Again, for Tiger and golf stars in general, winning means being consistent. The golf Target Market, its fans and customers, understands that inconsistency is a key factor in this arduous game and that most lose in this sport because they fail at being consistent. Golf is simply different from all other sports and this will continue to work in Tiger’s favor since his legendary consistency is definitely intact.

And now, he’s getting the sponsors and was a key factor in the Americans winning the Australian Open.  Yep, Tiger’s back.

 


LOSER:

Folks, the Superbowl approaches.  Yes, the Superbowl.  Advertisements are being shot.  Ad dollars are preparing to be wasted.

All of us love the ads, but do they work, are they a wise ad buy for the companies that participate, is there a better way to promote a product or service?

Almost certainly!

Here’s a link to my position and the few times when Superbowl advertisers come close to winning.

The key problems with Superbowl advertising is this: 1) it disregards the law of frequency (i.e., that you need to get your message in front of the consumer multiple times for recognition to happen) and 2) it usually forgets about the Target Market since (the audience for the Superbowl is so huge and diverse that you’re basically getting everybody).

But there is only one thing that makes a Superbowl advertisement even less worthwhile: the corporate feel good spot.

In the corporate feel good spot, the company has decided to do a commercial that makes everyone at the company feel good and forgets completely about any benefits for the company’s customers.

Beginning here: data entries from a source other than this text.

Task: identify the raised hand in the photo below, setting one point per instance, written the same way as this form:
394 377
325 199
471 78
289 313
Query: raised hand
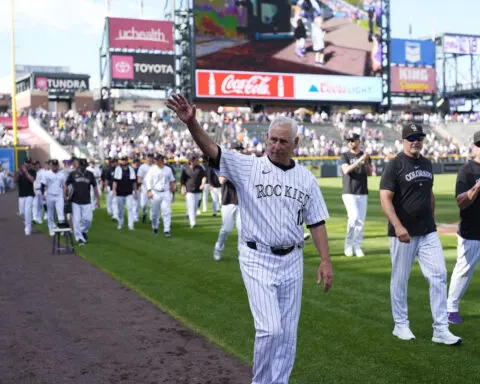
178 104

Unfortunately, that is what Hyundai looks to be doing this year.  The fast-growing car company has decided to go the feel-good route and shoot a 60-second spot with hundreds of employees on film.  Here’s the story.

We’ll see what they do.  Maybe if the emphasis is on how the employees support great cars all is not lost, but, frankly, people buy brands, not companies and there are many better ways of spending several million dollars.

And remember, it’s always easier when you keep marketing and branding in mind.


 

TODAY’S TANTILLO TAKEAWAY – The test of great marketing is not that it feels good.